Chelsea celebrates Flag Day
By AMY GORDON / Staff Writer
During a Flag Day ceremony Saturday, Chelsea Mayor Earl Niven told of his harrowing experience in New York City on Sept. 11, 2001. As he spoke, not a sound was heard in Chelsea City Hall except his steady voice.
Niven told the crowd of 100 onlookers about how he and his sightseeing group was close to the World Trade Center when the terrorist attacks happened.
“We were about four blocks away when we saw the attacks,” he said. “We don’t have to imagine. We know what it was like on 9/11.”
Once the group made it back to Alabama, Niven had a flag put up on the old Chelsea City Hall as a tribute to those who died in the attacks.
“We love our country, we love our Lord and we love our city,” Niven said.
To celebrate that love of America, the city of Chelsea recognized Flag Day by holding a flag retirement ceremony for the flag Niven put up after Sept. 11, 2001.

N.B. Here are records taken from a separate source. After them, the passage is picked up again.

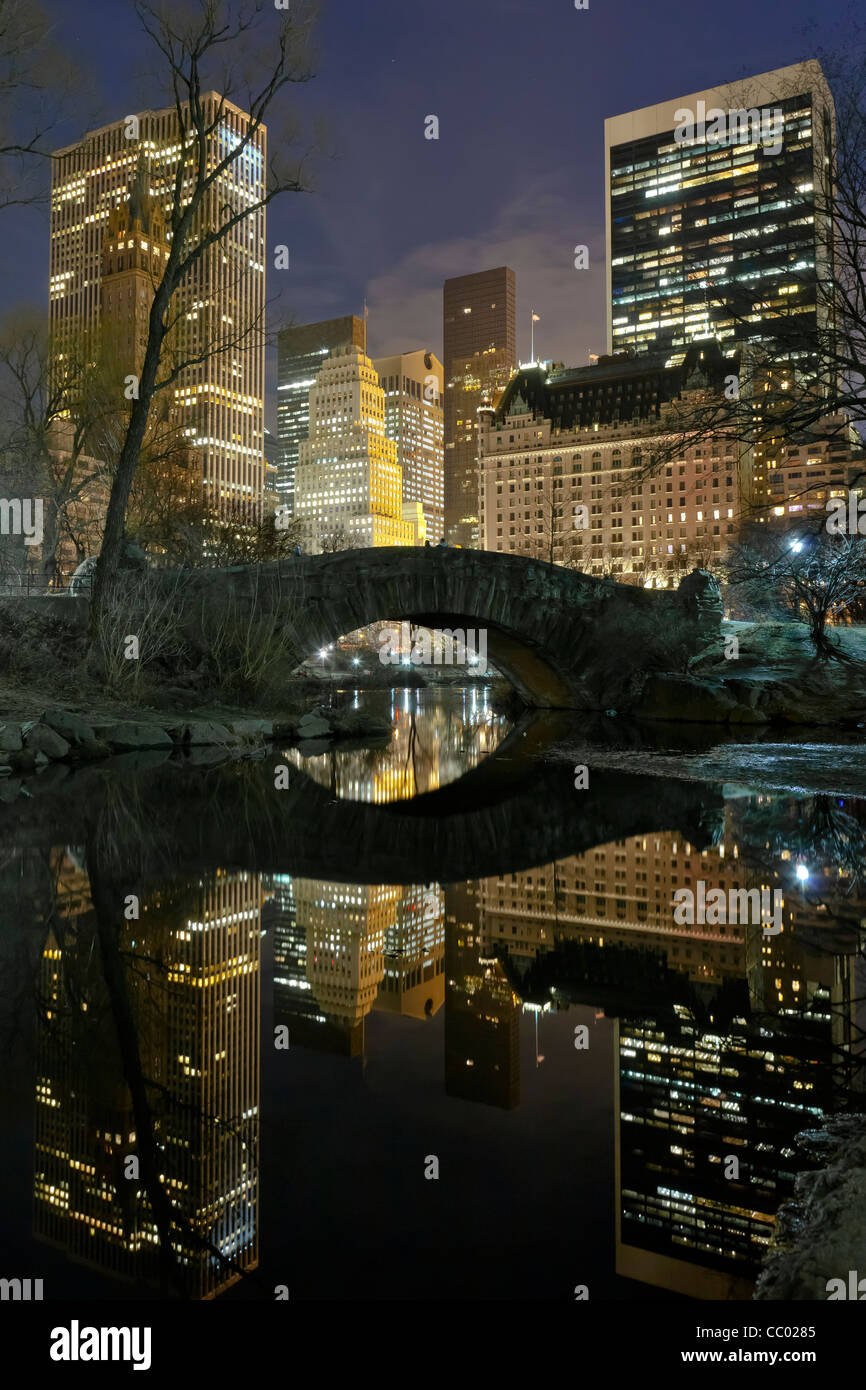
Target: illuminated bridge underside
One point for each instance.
(515, 811)
(565, 640)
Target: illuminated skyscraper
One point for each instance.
(196, 1023)
(300, 350)
(412, 382)
(712, 228)
(348, 483)
(480, 353)
(96, 192)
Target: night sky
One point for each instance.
(521, 89)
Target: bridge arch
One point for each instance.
(563, 638)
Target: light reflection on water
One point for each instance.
(437, 737)
(428, 1018)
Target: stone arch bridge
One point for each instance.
(563, 638)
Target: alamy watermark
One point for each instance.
(738, 125)
(847, 514)
(22, 516)
(737, 905)
(441, 647)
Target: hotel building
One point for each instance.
(717, 230)
(414, 420)
(348, 483)
(581, 438)
(220, 306)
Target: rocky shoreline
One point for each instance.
(63, 737)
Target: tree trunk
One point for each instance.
(116, 517)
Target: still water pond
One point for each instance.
(421, 1023)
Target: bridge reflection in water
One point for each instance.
(503, 900)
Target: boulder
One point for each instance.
(684, 698)
(71, 727)
(199, 733)
(313, 726)
(252, 727)
(10, 738)
(41, 738)
(125, 736)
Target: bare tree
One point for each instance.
(813, 573)
(207, 42)
(54, 416)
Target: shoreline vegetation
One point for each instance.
(177, 697)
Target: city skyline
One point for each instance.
(534, 228)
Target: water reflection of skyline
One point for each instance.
(724, 1043)
(431, 745)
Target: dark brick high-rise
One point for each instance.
(480, 352)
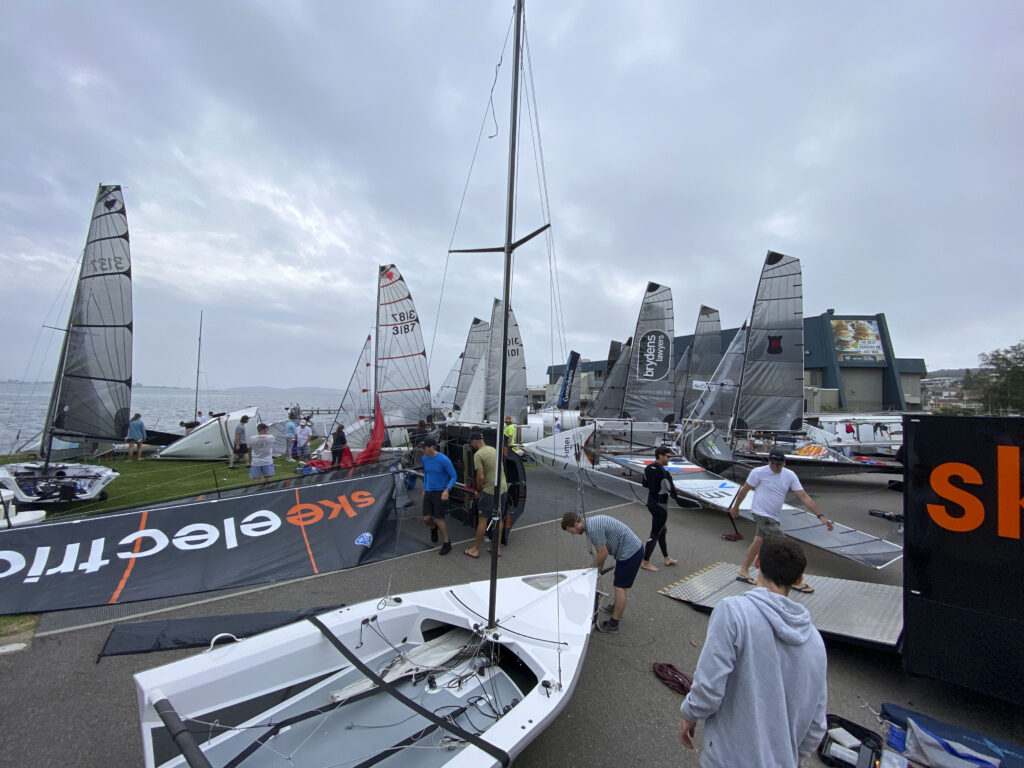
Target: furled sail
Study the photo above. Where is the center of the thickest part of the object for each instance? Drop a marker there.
(650, 381)
(91, 394)
(771, 388)
(402, 377)
(515, 378)
(444, 396)
(608, 403)
(476, 348)
(719, 396)
(707, 353)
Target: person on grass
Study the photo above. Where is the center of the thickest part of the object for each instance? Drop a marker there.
(760, 684)
(609, 537)
(771, 484)
(438, 479)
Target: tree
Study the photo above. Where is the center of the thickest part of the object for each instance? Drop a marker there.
(999, 380)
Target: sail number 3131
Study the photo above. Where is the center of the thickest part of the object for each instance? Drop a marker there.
(404, 323)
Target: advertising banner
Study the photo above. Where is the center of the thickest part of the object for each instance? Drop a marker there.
(857, 340)
(197, 547)
(964, 566)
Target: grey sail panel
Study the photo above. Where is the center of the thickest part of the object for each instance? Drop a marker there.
(92, 391)
(444, 396)
(719, 395)
(608, 403)
(476, 348)
(402, 376)
(515, 375)
(771, 396)
(649, 394)
(707, 353)
(682, 381)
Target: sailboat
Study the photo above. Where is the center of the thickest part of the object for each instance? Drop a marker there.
(91, 393)
(758, 400)
(465, 676)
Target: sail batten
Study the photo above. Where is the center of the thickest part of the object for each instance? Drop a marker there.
(91, 396)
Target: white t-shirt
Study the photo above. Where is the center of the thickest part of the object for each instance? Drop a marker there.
(262, 450)
(770, 489)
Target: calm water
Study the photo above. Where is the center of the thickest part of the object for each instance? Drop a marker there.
(24, 406)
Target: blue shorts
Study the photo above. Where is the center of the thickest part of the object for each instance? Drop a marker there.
(626, 570)
(260, 470)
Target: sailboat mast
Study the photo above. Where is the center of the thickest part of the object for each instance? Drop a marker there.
(506, 295)
(199, 356)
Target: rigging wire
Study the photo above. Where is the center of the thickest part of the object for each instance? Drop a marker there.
(488, 111)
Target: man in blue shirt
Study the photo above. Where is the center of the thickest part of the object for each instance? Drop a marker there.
(438, 478)
(609, 537)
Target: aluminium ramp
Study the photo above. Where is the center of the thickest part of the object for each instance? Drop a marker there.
(840, 608)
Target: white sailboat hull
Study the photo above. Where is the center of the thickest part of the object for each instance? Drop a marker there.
(525, 670)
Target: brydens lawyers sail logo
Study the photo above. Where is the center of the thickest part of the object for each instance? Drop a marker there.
(654, 355)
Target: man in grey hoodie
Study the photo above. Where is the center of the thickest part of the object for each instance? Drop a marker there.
(760, 684)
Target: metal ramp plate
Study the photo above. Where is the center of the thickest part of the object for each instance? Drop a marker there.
(842, 609)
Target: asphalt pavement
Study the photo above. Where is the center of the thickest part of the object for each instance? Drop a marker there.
(61, 708)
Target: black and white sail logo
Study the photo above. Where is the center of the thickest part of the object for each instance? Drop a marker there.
(654, 358)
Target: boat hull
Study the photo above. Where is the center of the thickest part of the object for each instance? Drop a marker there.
(434, 651)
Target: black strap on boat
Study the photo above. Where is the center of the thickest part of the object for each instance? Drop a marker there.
(500, 755)
(182, 738)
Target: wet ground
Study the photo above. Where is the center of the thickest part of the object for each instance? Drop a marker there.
(59, 708)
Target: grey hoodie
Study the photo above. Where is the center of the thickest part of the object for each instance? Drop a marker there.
(760, 685)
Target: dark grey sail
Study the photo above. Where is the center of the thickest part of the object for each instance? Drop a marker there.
(91, 394)
(476, 348)
(608, 403)
(649, 385)
(706, 355)
(771, 389)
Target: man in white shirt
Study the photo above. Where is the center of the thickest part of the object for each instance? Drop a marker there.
(261, 448)
(771, 484)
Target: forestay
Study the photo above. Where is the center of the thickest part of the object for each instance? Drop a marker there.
(771, 389)
(649, 382)
(92, 391)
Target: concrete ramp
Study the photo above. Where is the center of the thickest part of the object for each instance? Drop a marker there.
(842, 609)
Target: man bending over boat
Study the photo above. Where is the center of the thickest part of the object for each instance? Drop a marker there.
(609, 537)
(438, 479)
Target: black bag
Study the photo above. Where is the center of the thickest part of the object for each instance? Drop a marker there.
(870, 743)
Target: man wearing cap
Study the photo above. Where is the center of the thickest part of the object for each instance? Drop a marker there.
(303, 436)
(485, 462)
(438, 478)
(241, 446)
(261, 446)
(509, 431)
(771, 484)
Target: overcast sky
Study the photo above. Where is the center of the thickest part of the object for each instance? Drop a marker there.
(274, 153)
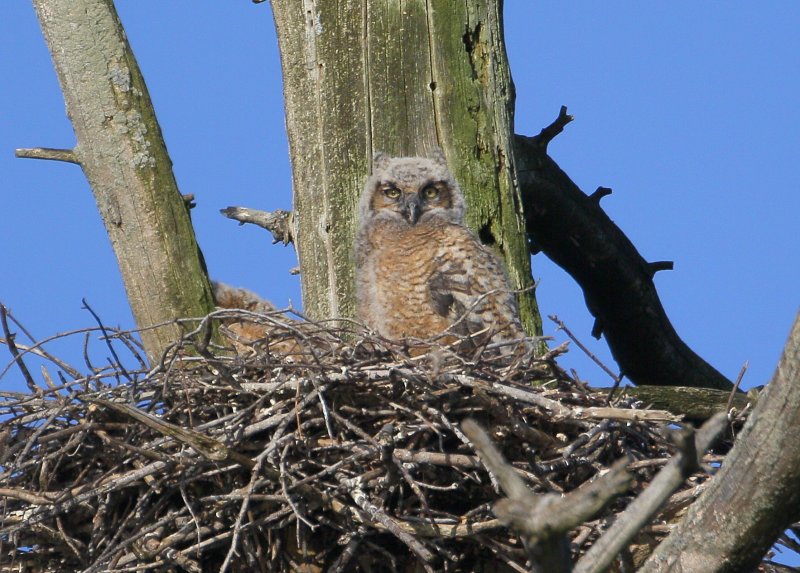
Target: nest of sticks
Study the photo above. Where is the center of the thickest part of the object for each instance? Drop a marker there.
(314, 448)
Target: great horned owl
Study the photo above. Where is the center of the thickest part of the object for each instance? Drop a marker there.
(419, 271)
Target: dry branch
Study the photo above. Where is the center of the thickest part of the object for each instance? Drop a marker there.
(315, 438)
(572, 229)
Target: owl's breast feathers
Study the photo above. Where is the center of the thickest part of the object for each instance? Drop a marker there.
(419, 281)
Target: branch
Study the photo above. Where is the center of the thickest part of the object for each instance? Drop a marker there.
(646, 505)
(50, 153)
(755, 496)
(544, 520)
(573, 231)
(695, 404)
(279, 222)
(123, 155)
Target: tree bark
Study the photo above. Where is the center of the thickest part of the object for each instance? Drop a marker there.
(120, 148)
(403, 78)
(756, 494)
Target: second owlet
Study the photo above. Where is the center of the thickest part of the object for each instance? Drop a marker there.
(419, 270)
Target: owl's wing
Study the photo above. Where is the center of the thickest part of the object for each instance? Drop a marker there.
(455, 292)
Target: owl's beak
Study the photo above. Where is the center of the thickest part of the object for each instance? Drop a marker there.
(411, 209)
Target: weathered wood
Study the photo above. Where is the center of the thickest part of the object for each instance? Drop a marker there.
(755, 495)
(572, 229)
(120, 148)
(404, 78)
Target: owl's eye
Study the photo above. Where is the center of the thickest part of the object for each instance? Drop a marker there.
(430, 192)
(391, 192)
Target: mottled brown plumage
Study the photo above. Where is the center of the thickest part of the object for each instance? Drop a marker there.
(419, 271)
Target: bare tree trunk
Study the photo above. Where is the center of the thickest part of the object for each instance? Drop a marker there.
(756, 494)
(120, 148)
(403, 78)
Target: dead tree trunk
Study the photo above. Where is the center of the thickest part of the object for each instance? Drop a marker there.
(401, 78)
(755, 496)
(120, 148)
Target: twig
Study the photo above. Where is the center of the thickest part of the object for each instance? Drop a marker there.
(643, 508)
(551, 131)
(12, 347)
(279, 222)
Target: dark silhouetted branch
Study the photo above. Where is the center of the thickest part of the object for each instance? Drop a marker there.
(573, 231)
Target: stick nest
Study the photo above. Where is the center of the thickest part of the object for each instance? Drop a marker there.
(313, 449)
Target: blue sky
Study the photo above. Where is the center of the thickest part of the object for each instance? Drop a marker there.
(689, 113)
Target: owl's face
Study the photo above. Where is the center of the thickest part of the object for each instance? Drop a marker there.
(411, 189)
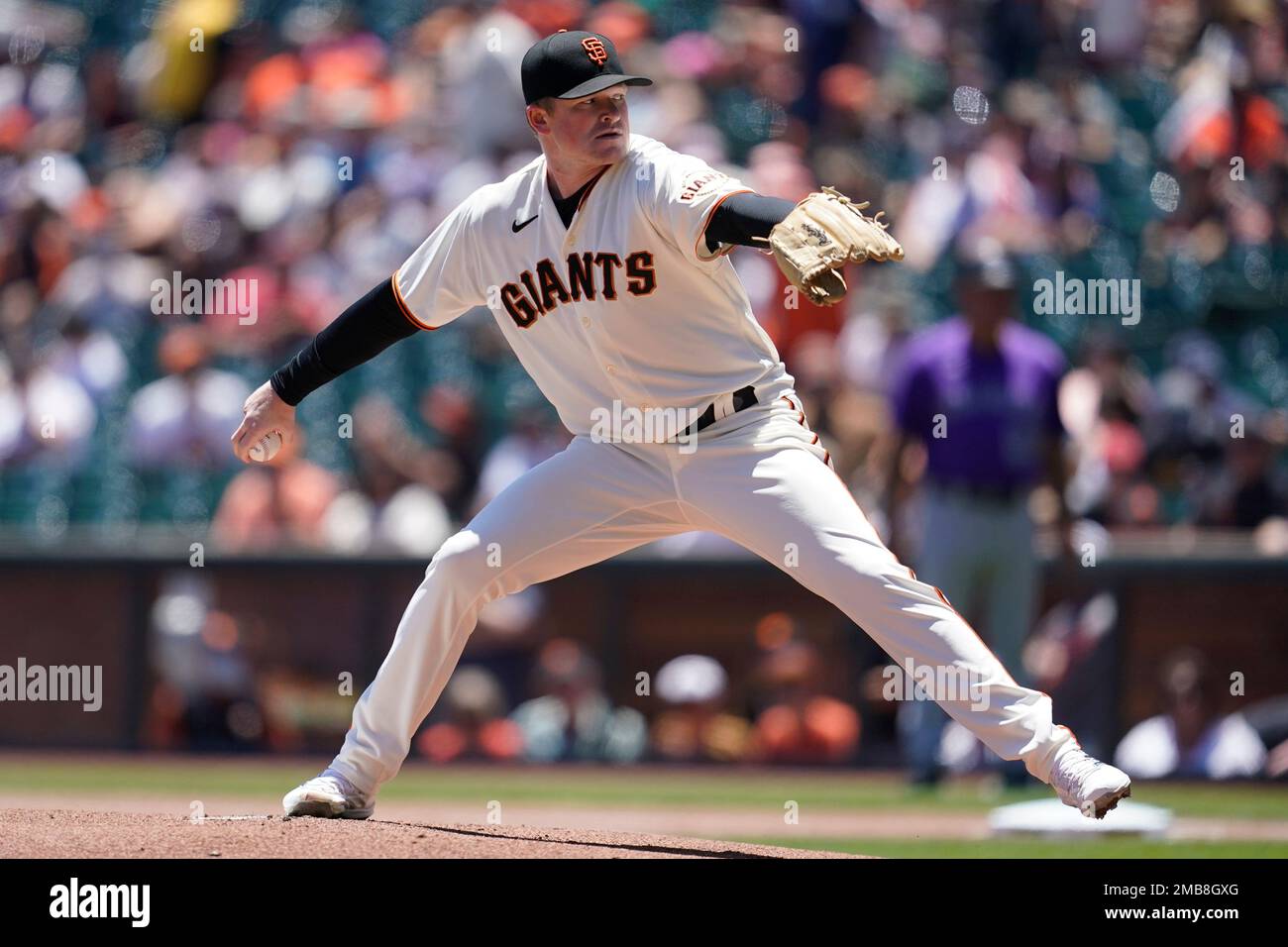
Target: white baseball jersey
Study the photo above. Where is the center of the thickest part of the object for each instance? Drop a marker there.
(626, 304)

For the ceremony, the flag was disassembled, with the stripes and the blue field cut apart. The different parts of the flag were then given to members of a color guard made up of Boy Scouts, Girl Scouts, Cub Scouts and retired Air Force Col. John Ritchie.
The color guard took the parts of the flag and led a procession outside Chelsea City Hall to a fire pit, where each member placed his or her section of the flag into the fire.
Breaking down the flag is important because it makes it a “non-flag,” which doesn’t have the same meaning as a whole flag, said Bob Wanninger, former Chelsea City Clerk.
Wanninger, who was a Marine in his younger days, was the driving force behind having the flag retirement ceremony.
“It brings the community together and fosters patriotism,” he said. “Some of the kids don’t feel that appreciation for our country. There are things you can do in the community to really help the kids, like this.”
Niven said the Flag Day ceremony was important because it showed the community’s support for American soldiers and American history.
“This is a way to say we are proud to be Americans, and we support our military people,” he said. “It’s a way to say that we as a city support America and the flag and everything it stands for.”
Niven, who served in the National Guard, said the ceremony held special meaning to him as a military man.
“It makes my spine tingle,” he said. “I am patriotic. I love this country and I love what the flag stands for.”
Ritchie, who led the crowd in the Pledge of Allegiance during the ceremony, said he has seen several flag retirement ceremonies, but the emotional impact never decreases.
“It brings tears to my eyes,” Ritchie said. “It’s a beautiful ceremony.